1. Die Beschwerdeführenden des Verfahrens 1 BvR 555/15 sind gehalten, zunächst den fachgerichtlichen Rechtsweg zu beschreiten.
a) Nach dem Grundsatz der Subsidiarität ist eine Verfassungsbeschwerde unzulässig, wenn in zumutbarer Weise Rechtsschutz durch die Anrufung der Fachgerichte erlangt werden kann. Die Pflicht zur Anrufung der Fachgerichte besteht nur in Ausnahmefällen nicht, insbesondere wenn die Anrufung der Fachgerichte unzumutbar ist.
b) Dies ist hier nicht der Fall. Es ist zwar unzumutbar, zur Eröffnung des fachgerichtlichen Rechtswegs zunächst gegen die bußgeldbewehrten Pflichten aus dem Mindestlohngesetz zu verstoßen, um auf diese Weise eine Prüfung der angegriffenen Normen in einem Ordnungswidrigkeitenverfahren zu ermöglichen. Der Grundsatz der Subsidiarität reicht jedoch weiter. Hier besteht die Möglichkeit, vor den Fachgerichten auf Feststellung zu klagen, nicht zu den nach § 16, § 17 Abs. 2 und § 20 MiLoG gebotenen Handlungen verpflichtet zu sein. Derartige negative Feststellungsklagen sind nicht von vornherein unzulässig, denn es liegt nahe, dass die Fachgerichte ein Feststellungsinteresse als gegeben ansehen würden.
Die vorherige Klärung der aufgeworfenen Rechtsfragen durch die Fachgerichte erscheint auch geboten. Deren Entscheidungen sind geeignet, die in der fachrechtlichen Diskussion bereits aufgeworfenen Unklarheiten bezüglich der Reichweite des Mindestlohngesetzes aufzubereiten; sie können damit auch die Bewertung des Gesetzes in verfassungs- wie unionsrechtlicher Hinsicht beeinflussen. Klärungsbedürftig ist insbesondere, ob die Voraussetzung einer Beschäftigung im Inland wie im Sozialversicherungsrecht zu verstehen ist, ob ausnahmslos jede, auch nur kurzfristige Tätigkeit auf dem Staatsgebiet der Bundesrepublik Deutschland eine Inlandsbeschäftigung darstellt oder ob etwa eine bestimmte Dauer oder ein Bezug zu den deutschen Sozialversicherungssystemen und zu den Lebenshaltungskosten in Deutschland vorauszusetzen ist. Dabei stellt sich auch die Frage, ob eine Mindestlohnpflicht bei kurzzeitigen Einsätzen in Deutschland erforderlich ist, um die mit dem Mindestlohngesetz verfolgten Ziele zu erreichen. Die Fachgerichte sind darüber hinaus aufgerufen, von den Beschwerdeführenden aufgeworfene unionsrechtliche Fragen aufzuarbeiten, soweit diese entscheidungserheblich sind.

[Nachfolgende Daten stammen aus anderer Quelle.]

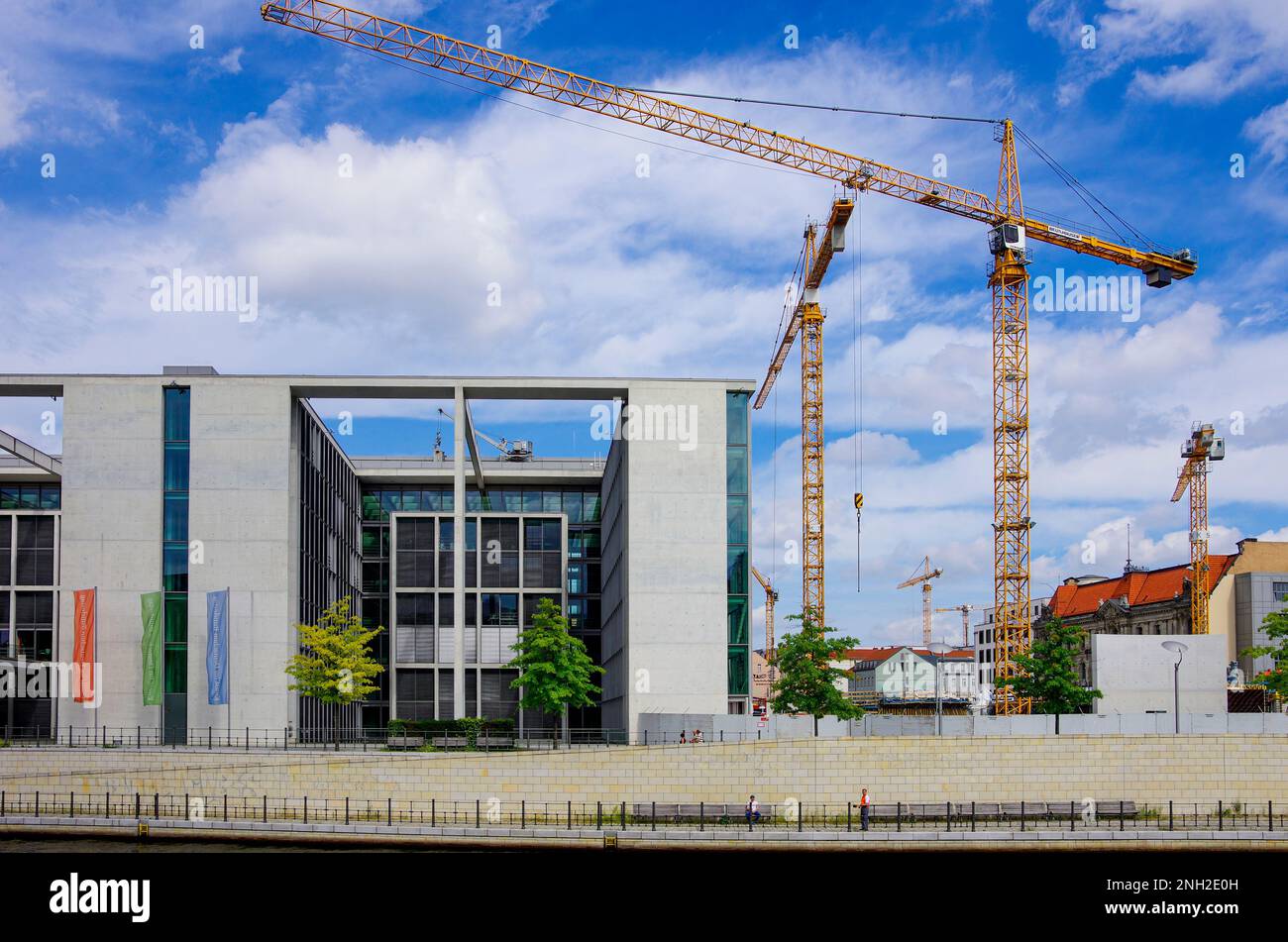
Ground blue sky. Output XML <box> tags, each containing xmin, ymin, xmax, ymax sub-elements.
<box><xmin>0</xmin><ymin>0</ymin><xmax>1288</xmax><ymax>644</ymax></box>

Die Beschreitung des fachgerichtlichen Rechtswegs ist nicht deshalb unzumutbar, weil die Beschwerdeführenden den Eintritt schwerer Nachteile bei Fortgeltung des Mindestlohngesetzes befürchten. Es bestehen Zweifel an einer hinreichenden Substantiierung, soweit Insolvenzrisiken der betroffenen Unternehmen behauptet, aber nicht mit Bilanzen belegt werden. Jedenfalls kann zur Vermeidung von Nachteilen insoweit vorläufiger Rechtsschutz der Fachgerichte in Anspruch genommen werden.

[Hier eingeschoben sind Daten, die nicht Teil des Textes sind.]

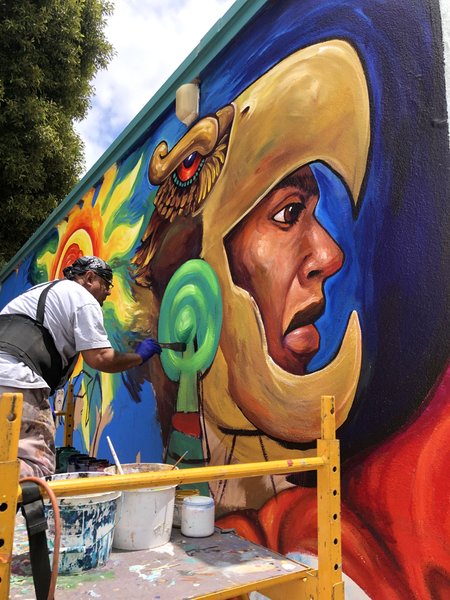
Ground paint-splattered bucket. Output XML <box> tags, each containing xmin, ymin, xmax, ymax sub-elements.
<box><xmin>45</xmin><ymin>472</ymin><xmax>121</xmax><ymax>574</ymax></box>
<box><xmin>105</xmin><ymin>463</ymin><xmax>176</xmax><ymax>550</ymax></box>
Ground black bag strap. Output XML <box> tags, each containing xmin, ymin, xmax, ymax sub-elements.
<box><xmin>36</xmin><ymin>279</ymin><xmax>62</xmax><ymax>326</ymax></box>
<box><xmin>20</xmin><ymin>481</ymin><xmax>52</xmax><ymax>600</ymax></box>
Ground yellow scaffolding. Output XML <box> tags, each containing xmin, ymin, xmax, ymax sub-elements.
<box><xmin>0</xmin><ymin>394</ymin><xmax>344</xmax><ymax>600</ymax></box>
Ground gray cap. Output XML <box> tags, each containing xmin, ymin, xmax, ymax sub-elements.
<box><xmin>63</xmin><ymin>256</ymin><xmax>113</xmax><ymax>283</ymax></box>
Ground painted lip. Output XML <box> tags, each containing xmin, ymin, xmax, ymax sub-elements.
<box><xmin>283</xmin><ymin>300</ymin><xmax>325</xmax><ymax>337</ymax></box>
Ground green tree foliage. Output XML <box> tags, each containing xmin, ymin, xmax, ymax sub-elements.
<box><xmin>0</xmin><ymin>0</ymin><xmax>113</xmax><ymax>268</ymax></box>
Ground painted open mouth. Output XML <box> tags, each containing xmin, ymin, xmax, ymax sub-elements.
<box><xmin>283</xmin><ymin>300</ymin><xmax>325</xmax><ymax>337</ymax></box>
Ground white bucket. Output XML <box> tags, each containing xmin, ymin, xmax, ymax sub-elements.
<box><xmin>181</xmin><ymin>496</ymin><xmax>214</xmax><ymax>537</ymax></box>
<box><xmin>105</xmin><ymin>463</ymin><xmax>176</xmax><ymax>550</ymax></box>
<box><xmin>45</xmin><ymin>472</ymin><xmax>121</xmax><ymax>574</ymax></box>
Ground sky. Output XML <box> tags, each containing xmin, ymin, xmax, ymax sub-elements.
<box><xmin>75</xmin><ymin>0</ymin><xmax>234</xmax><ymax>172</ymax></box>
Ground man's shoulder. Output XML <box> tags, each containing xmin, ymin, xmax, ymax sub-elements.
<box><xmin>49</xmin><ymin>279</ymin><xmax>96</xmax><ymax>306</ymax></box>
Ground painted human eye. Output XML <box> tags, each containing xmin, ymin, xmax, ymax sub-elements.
<box><xmin>272</xmin><ymin>202</ymin><xmax>305</xmax><ymax>225</ymax></box>
<box><xmin>172</xmin><ymin>152</ymin><xmax>205</xmax><ymax>188</ymax></box>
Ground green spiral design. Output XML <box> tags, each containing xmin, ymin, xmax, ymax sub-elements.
<box><xmin>158</xmin><ymin>259</ymin><xmax>222</xmax><ymax>381</ymax></box>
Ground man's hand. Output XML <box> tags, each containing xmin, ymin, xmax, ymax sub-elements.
<box><xmin>135</xmin><ymin>338</ymin><xmax>161</xmax><ymax>364</ymax></box>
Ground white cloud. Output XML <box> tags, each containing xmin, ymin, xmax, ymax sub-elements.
<box><xmin>76</xmin><ymin>0</ymin><xmax>234</xmax><ymax>170</ymax></box>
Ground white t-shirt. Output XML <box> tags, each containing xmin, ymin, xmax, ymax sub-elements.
<box><xmin>0</xmin><ymin>279</ymin><xmax>111</xmax><ymax>388</ymax></box>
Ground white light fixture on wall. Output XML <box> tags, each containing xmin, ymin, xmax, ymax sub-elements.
<box><xmin>175</xmin><ymin>81</ymin><xmax>200</xmax><ymax>125</ymax></box>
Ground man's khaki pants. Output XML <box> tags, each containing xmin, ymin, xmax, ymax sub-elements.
<box><xmin>0</xmin><ymin>385</ymin><xmax>55</xmax><ymax>477</ymax></box>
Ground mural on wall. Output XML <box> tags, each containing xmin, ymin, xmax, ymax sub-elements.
<box><xmin>1</xmin><ymin>0</ymin><xmax>450</xmax><ymax>600</ymax></box>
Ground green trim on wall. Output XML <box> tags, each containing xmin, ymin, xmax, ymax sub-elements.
<box><xmin>0</xmin><ymin>0</ymin><xmax>268</xmax><ymax>282</ymax></box>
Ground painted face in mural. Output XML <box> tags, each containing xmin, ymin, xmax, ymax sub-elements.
<box><xmin>139</xmin><ymin>40</ymin><xmax>370</xmax><ymax>446</ymax></box>
<box><xmin>225</xmin><ymin>167</ymin><xmax>343</xmax><ymax>375</ymax></box>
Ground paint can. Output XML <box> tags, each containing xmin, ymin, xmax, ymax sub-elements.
<box><xmin>173</xmin><ymin>490</ymin><xmax>200</xmax><ymax>529</ymax></box>
<box><xmin>44</xmin><ymin>472</ymin><xmax>121</xmax><ymax>574</ymax></box>
<box><xmin>181</xmin><ymin>496</ymin><xmax>214</xmax><ymax>537</ymax></box>
<box><xmin>105</xmin><ymin>463</ymin><xmax>176</xmax><ymax>550</ymax></box>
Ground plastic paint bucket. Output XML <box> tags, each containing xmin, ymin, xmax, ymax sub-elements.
<box><xmin>181</xmin><ymin>496</ymin><xmax>214</xmax><ymax>537</ymax></box>
<box><xmin>45</xmin><ymin>473</ymin><xmax>121</xmax><ymax>574</ymax></box>
<box><xmin>105</xmin><ymin>463</ymin><xmax>176</xmax><ymax>550</ymax></box>
<box><xmin>173</xmin><ymin>490</ymin><xmax>200</xmax><ymax>529</ymax></box>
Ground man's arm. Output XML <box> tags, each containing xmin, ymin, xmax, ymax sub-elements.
<box><xmin>81</xmin><ymin>338</ymin><xmax>161</xmax><ymax>373</ymax></box>
<box><xmin>81</xmin><ymin>348</ymin><xmax>143</xmax><ymax>373</ymax></box>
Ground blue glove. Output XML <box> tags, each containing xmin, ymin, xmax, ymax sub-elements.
<box><xmin>135</xmin><ymin>338</ymin><xmax>161</xmax><ymax>364</ymax></box>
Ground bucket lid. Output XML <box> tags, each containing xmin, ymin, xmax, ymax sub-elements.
<box><xmin>183</xmin><ymin>496</ymin><xmax>214</xmax><ymax>508</ymax></box>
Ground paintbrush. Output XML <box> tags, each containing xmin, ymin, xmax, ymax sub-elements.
<box><xmin>158</xmin><ymin>342</ymin><xmax>186</xmax><ymax>352</ymax></box>
<box><xmin>170</xmin><ymin>450</ymin><xmax>189</xmax><ymax>471</ymax></box>
<box><xmin>129</xmin><ymin>339</ymin><xmax>186</xmax><ymax>352</ymax></box>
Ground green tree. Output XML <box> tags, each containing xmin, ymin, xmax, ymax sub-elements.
<box><xmin>0</xmin><ymin>0</ymin><xmax>113</xmax><ymax>268</ymax></box>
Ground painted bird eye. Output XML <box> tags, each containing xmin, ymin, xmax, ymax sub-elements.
<box><xmin>172</xmin><ymin>152</ymin><xmax>205</xmax><ymax>188</ymax></box>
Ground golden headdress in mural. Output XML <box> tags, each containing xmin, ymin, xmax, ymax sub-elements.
<box><xmin>137</xmin><ymin>40</ymin><xmax>370</xmax><ymax>450</ymax></box>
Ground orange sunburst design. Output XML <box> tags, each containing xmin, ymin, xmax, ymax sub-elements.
<box><xmin>36</xmin><ymin>156</ymin><xmax>144</xmax><ymax>451</ymax></box>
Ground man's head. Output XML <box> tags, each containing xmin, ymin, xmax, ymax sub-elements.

c) Eine Vorabentscheidung ist auch nicht wegen allgemeiner Bedeutung der Verfassungsbeschwerde angezeigt, da dem Vorteil einer vorherigen Befassung der Fachgerichte nur verhältnismäßig geringe Belastungen der Beschwerdeführenden durch die Verweisung auf den fachgerichtlichen Rechtsweg gegenüberstehen.
d) Mit der Nichtannahme der Verfassungsbeschwerde erledigt sich zugleich der Antrag auf Erlass einer einstweiligen Anordnung.

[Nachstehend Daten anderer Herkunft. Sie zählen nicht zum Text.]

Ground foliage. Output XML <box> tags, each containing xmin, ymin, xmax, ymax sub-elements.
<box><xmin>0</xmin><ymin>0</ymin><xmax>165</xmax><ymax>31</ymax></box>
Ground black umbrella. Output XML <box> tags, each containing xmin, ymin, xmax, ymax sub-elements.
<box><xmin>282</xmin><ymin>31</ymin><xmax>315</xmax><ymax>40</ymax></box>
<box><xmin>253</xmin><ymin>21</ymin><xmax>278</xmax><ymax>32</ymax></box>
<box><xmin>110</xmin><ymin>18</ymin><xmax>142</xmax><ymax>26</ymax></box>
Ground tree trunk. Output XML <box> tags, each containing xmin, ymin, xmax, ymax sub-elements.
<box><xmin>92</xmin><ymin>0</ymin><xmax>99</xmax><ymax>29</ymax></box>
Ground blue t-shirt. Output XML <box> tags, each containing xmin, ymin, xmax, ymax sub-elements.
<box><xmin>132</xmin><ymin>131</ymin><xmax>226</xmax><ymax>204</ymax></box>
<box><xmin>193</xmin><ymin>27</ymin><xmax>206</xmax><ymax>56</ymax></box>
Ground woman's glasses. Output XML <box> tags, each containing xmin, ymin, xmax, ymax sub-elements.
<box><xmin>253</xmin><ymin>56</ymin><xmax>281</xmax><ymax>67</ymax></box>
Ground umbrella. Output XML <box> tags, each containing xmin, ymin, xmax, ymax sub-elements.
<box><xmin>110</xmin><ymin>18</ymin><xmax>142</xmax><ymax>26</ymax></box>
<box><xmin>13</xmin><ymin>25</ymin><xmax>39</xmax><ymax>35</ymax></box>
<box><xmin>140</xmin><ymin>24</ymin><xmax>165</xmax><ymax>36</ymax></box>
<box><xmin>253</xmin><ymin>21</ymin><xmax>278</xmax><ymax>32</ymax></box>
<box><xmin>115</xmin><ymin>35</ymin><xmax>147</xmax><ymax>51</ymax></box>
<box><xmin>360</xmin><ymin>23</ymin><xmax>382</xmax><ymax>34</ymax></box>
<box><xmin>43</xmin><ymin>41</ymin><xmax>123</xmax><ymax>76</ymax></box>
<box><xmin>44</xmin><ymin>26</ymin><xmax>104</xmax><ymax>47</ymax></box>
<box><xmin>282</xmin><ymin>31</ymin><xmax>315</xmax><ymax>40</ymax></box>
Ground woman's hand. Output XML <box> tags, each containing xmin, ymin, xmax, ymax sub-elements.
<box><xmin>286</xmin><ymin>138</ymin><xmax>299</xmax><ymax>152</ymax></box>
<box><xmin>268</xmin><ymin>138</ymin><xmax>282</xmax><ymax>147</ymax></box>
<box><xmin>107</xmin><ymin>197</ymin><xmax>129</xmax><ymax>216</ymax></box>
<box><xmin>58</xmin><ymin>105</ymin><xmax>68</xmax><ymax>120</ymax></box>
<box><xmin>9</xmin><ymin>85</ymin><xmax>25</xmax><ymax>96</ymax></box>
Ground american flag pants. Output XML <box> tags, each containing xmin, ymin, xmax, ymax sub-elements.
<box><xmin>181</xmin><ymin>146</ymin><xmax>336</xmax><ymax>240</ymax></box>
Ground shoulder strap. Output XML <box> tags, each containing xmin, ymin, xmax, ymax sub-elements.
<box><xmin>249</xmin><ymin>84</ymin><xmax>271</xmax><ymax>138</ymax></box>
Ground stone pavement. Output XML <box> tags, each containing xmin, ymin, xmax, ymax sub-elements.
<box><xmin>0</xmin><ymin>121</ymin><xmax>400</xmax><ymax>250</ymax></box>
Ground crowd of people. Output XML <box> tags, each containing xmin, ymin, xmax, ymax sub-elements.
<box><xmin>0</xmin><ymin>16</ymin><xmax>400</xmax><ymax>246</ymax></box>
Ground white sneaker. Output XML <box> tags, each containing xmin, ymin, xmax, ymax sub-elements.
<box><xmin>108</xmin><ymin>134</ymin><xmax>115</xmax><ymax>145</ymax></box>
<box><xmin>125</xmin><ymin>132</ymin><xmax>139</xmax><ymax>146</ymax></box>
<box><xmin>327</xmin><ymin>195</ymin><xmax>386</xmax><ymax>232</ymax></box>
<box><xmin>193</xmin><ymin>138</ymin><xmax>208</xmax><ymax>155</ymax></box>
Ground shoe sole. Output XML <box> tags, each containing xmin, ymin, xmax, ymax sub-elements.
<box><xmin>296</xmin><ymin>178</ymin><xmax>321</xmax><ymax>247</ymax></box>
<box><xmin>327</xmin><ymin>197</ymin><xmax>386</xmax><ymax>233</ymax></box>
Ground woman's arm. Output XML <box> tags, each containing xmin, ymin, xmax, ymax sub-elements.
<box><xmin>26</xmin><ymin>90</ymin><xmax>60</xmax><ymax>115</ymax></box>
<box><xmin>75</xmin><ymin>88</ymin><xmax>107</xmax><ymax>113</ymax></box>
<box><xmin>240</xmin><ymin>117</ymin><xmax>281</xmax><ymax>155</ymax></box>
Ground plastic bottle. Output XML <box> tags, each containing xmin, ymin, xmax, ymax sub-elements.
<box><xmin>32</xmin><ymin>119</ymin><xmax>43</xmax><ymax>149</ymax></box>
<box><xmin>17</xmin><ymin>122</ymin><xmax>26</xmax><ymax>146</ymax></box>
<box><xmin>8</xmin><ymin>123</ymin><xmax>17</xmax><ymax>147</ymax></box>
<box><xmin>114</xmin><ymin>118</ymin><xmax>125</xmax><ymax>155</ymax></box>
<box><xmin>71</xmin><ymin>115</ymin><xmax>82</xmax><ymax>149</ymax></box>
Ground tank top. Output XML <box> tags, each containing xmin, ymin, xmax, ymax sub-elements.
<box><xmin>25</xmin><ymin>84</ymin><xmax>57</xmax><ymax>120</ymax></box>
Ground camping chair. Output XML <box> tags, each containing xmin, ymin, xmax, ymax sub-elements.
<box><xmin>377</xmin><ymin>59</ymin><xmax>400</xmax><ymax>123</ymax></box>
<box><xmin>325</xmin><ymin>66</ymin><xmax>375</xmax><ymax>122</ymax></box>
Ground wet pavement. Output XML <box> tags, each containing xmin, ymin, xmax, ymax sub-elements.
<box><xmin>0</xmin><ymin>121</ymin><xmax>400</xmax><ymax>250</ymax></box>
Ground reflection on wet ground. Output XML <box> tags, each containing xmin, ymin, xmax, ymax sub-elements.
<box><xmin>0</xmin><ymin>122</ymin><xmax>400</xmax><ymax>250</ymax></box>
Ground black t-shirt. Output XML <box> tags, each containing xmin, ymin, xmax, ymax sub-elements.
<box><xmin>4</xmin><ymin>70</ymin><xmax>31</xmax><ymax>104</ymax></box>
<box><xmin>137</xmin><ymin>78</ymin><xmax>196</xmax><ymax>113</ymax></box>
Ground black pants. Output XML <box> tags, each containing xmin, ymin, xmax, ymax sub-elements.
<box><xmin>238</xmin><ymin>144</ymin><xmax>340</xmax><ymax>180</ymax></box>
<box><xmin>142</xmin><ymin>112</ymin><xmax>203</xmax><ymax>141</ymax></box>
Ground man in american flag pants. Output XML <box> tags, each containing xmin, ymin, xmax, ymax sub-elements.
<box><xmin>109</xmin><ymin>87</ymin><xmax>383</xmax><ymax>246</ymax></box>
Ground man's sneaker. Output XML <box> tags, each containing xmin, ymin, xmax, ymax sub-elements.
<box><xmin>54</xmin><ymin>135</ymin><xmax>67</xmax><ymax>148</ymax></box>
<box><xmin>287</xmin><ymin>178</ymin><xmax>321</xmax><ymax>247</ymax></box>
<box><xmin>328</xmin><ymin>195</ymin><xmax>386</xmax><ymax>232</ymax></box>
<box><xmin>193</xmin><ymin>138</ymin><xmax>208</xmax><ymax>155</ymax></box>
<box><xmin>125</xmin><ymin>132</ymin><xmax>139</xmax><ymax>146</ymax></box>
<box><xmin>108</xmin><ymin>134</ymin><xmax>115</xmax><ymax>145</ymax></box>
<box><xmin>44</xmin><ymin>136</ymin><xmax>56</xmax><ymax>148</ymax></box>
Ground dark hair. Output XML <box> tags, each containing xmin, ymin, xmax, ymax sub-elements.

2. Auch im Verfahren 1 BvR 37/15 ist dem Grundsatz der Subsidiarität nicht genügt. Dem Beschwerdeführer ist zumutbar, vor Anrufung des Bundesverfassungsgerichts zunächst fachgerichtlichen Rechtsschutz zu erlangen. Zudem hat der Beschwerdeführer nicht dargelegt, dass ihm hierdurch ein schwerer und unabwendbarer Nachteil droht.
3. Im Verfahren 1 BvR 20/15 hat die Beschwerdeführerin nicht substantiiert geltend gemacht, durch die angegriffene Norm selbst, gegenwärtig und unmittelbar verletzt zu sein. Es fehlen Angaben dazu, ob die Beschwerdeführerin die Voraussetzungen einer Zeitungszustellerin erfüllt, wie sie in § 24 Abs. 2 Satz 3 MiLoG genannt sind, und zu einer aktuellen Vergütung, die unterhalb des gesetzlichen Mindestlohns in Höhe von 8,50 € brutto je Zeitstunde liegen müsste.